Having wished Robert Wickens well in his recovery, I return to the trackside where a small pack of rasping Indy Lights aspirants is about to wage war. Having missed most of race one, I’m determined to enjoy this second encounter and perch on the exit of turn five for the duration. This is a long left-hand corner which blends into six before firing the protagonists towards the further end of the track.
The Indy Lights cars behave much like their older cousins with a distinctive, boosty power delivery and they look a real handful over the joints in the concrete surface.
While only a ten-car field, this year’s Indy Lights entry is dripping with talent. Much hyped is Rinus VeeKay, the well-funded Dutchman who has bounced into the category on the back of Indy Pro 2000 laurels in 2018. He survives an early clash with fellow title rival Oliver Askew on lap one to lead from the front. Askew is not so lucky and retires as a result of damage suffered against one of St Pete’s unyielding concrete walls.
VeeKey is able to win at a canter but not without race-long pressure from Zachary Claman and Brit Toby Sowery. It sets up what should be a fierce season-long title fight.
Our seats for the main event are once again at the end of the start / finish straight, on the infield directly above the pit exit. This turns out to be a cracking spot in which to watch the race, with turn one being the circuit’s main overtaking spot, as the racers leave the runway of the local airfield and turn onto the more conventional city streets.
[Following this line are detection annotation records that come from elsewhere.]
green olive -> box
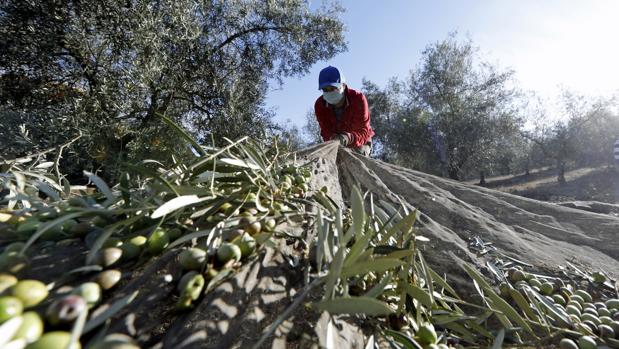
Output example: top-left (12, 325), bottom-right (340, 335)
top-left (101, 238), bottom-right (123, 248)
top-left (70, 222), bottom-right (95, 237)
top-left (245, 221), bottom-right (262, 235)
top-left (179, 247), bottom-right (207, 270)
top-left (13, 311), bottom-right (43, 343)
top-left (0, 296), bottom-right (24, 324)
top-left (11, 280), bottom-right (48, 308)
top-left (263, 218), bottom-right (277, 231)
top-left (90, 333), bottom-right (140, 349)
top-left (232, 233), bottom-right (256, 258)
top-left (4, 242), bottom-right (26, 252)
top-left (559, 338), bottom-right (578, 349)
top-left (146, 228), bottom-right (170, 255)
top-left (45, 294), bottom-right (88, 326)
top-left (0, 273), bottom-right (17, 294)
top-left (71, 282), bottom-right (101, 308)
top-left (95, 247), bottom-right (123, 268)
top-left (120, 241), bottom-right (142, 261)
top-left (176, 273), bottom-right (206, 310)
top-left (574, 290), bottom-right (593, 303)
top-left (126, 235), bottom-right (147, 247)
top-left (570, 294), bottom-right (585, 305)
top-left (17, 217), bottom-right (41, 235)
top-left (0, 251), bottom-right (29, 274)
top-left (217, 243), bottom-right (241, 263)
top-left (578, 336), bottom-right (597, 349)
top-left (415, 323), bottom-right (438, 345)
top-left (95, 269), bottom-right (122, 290)
top-left (26, 331), bottom-right (82, 349)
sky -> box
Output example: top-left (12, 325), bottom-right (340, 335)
top-left (266, 0), bottom-right (619, 127)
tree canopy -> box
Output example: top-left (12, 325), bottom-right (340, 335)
top-left (0, 0), bottom-right (346, 175)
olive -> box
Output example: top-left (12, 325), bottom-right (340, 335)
top-left (580, 313), bottom-right (602, 326)
top-left (0, 296), bottom-right (24, 324)
top-left (45, 294), bottom-right (88, 326)
top-left (17, 217), bottom-right (41, 235)
top-left (70, 222), bottom-right (95, 237)
top-left (591, 271), bottom-right (606, 284)
top-left (4, 242), bottom-right (26, 252)
top-left (11, 280), bottom-right (48, 308)
top-left (71, 282), bottom-right (101, 308)
top-left (245, 221), bottom-right (262, 235)
top-left (176, 272), bottom-right (206, 310)
top-left (179, 247), bottom-right (207, 270)
top-left (570, 294), bottom-right (585, 305)
top-left (263, 218), bottom-right (277, 231)
top-left (95, 269), bottom-right (122, 290)
top-left (598, 324), bottom-right (615, 338)
top-left (146, 228), bottom-right (170, 255)
top-left (222, 229), bottom-right (245, 241)
top-left (90, 333), bottom-right (140, 349)
top-left (0, 273), bottom-right (17, 294)
top-left (60, 219), bottom-right (77, 234)
top-left (176, 270), bottom-right (198, 293)
top-left (559, 338), bottom-right (578, 349)
top-left (168, 228), bottom-right (183, 241)
top-left (0, 251), bottom-right (28, 274)
top-left (600, 316), bottom-right (613, 325)
top-left (101, 237), bottom-right (123, 248)
top-left (510, 269), bottom-right (524, 282)
top-left (95, 247), bottom-right (123, 268)
top-left (126, 235), bottom-right (147, 247)
top-left (574, 290), bottom-right (593, 303)
top-left (540, 282), bottom-right (554, 296)
top-left (578, 336), bottom-right (597, 349)
top-left (233, 233), bottom-right (256, 258)
top-left (529, 278), bottom-right (542, 290)
top-left (120, 241), bottom-right (142, 261)
top-left (598, 308), bottom-right (611, 317)
top-left (582, 307), bottom-right (599, 316)
top-left (26, 331), bottom-right (82, 349)
top-left (565, 304), bottom-right (580, 317)
top-left (415, 323), bottom-right (438, 345)
top-left (217, 243), bottom-right (241, 263)
top-left (552, 294), bottom-right (566, 306)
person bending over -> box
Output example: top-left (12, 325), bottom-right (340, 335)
top-left (314, 66), bottom-right (374, 156)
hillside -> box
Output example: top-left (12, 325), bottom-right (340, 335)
top-left (0, 142), bottom-right (619, 348)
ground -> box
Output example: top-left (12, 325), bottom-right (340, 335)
top-left (472, 166), bottom-right (619, 204)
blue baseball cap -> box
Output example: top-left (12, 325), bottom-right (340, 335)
top-left (318, 66), bottom-right (345, 90)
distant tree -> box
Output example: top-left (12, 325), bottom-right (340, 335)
top-left (525, 89), bottom-right (619, 184)
top-left (407, 33), bottom-right (521, 182)
top-left (302, 109), bottom-right (323, 145)
top-left (0, 0), bottom-right (345, 175)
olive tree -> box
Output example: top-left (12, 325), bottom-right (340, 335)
top-left (407, 34), bottom-right (521, 181)
top-left (0, 0), bottom-right (345, 174)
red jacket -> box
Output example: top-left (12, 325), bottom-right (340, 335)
top-left (314, 87), bottom-right (374, 148)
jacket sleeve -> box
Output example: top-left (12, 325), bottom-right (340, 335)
top-left (314, 98), bottom-right (335, 142)
top-left (348, 94), bottom-right (373, 148)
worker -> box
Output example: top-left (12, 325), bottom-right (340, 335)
top-left (314, 66), bottom-right (374, 156)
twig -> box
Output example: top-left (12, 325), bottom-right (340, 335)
top-left (0, 132), bottom-right (82, 165)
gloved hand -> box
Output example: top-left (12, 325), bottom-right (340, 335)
top-left (332, 133), bottom-right (348, 147)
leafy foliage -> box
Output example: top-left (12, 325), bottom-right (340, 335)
top-left (0, 0), bottom-right (345, 177)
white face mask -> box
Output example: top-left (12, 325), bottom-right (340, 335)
top-left (322, 87), bottom-right (344, 105)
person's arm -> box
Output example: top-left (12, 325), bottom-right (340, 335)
top-left (347, 94), bottom-right (372, 148)
top-left (314, 99), bottom-right (335, 142)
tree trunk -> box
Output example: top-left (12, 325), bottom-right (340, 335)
top-left (479, 170), bottom-right (486, 185)
top-left (557, 162), bottom-right (565, 184)
top-left (447, 166), bottom-right (460, 181)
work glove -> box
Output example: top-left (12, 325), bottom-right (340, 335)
top-left (332, 133), bottom-right (348, 147)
The opening laps are all about Will Power, the Australian carrying his qualifying form into Sunday. An early caution period to clear up the Ryan Hunter-Reay’s expired Dallara presents an opportunity, though, for Felix Rosenqvist who catches Power napping off the restart and snatches the lead under braking into turn one in his first ever IndyCar race. He looks comfortable and composed at the front, heading 31 laps and the crowd starts to believe that it could witness a landmark rookie win.
Sadly the spectators are denied their pathos, with Josef Newgarden shuffling to the front with the help of a daring Tim Cindric strategy and a slightly obstructive Marco Andretti. Newgarden is able to run long at the second stops, hammering home a sequence of blistering laps. Meanwhile his rivals remain bottled up behind Andretti.
It’s at this stage of the race that Scott Dixon comes to the fore, muscling into second and chasing Newgarden all the way. Power completes the podium with Rosenqvist doubtless disappointed to slip to fourth.
The podium celebrations are completed between the paddock and pit road. Hanging out of the back of the grandstand offers the perfect view as Newgarden and Roger Penske shake hands in front of the victorious car. It’s the perfect launchpad for a 2019 title assault from America’s greatest race team and its latest sensation.
Street racing offers unique and special drama – the proximity to such potent machinery never loses its allure. As a pure racing spectacle, I honestly don’t believe much can touch it. IndyCar is a series right in its pomp once again with a beautiful car that races well and a wicked line-up of quality drivers.
St Petersburg may not stir the soul in quite the same way as Indianapolis, Road America or Laguna Seca but this is a terrific event. Constant warm weather and a welcoming city make an intoxicating backdrop to any motor race. When that motor race involves one of – if not the – best four-wheeled championships anywhere in the world, it’s the perfect way to kick off the season in earnest.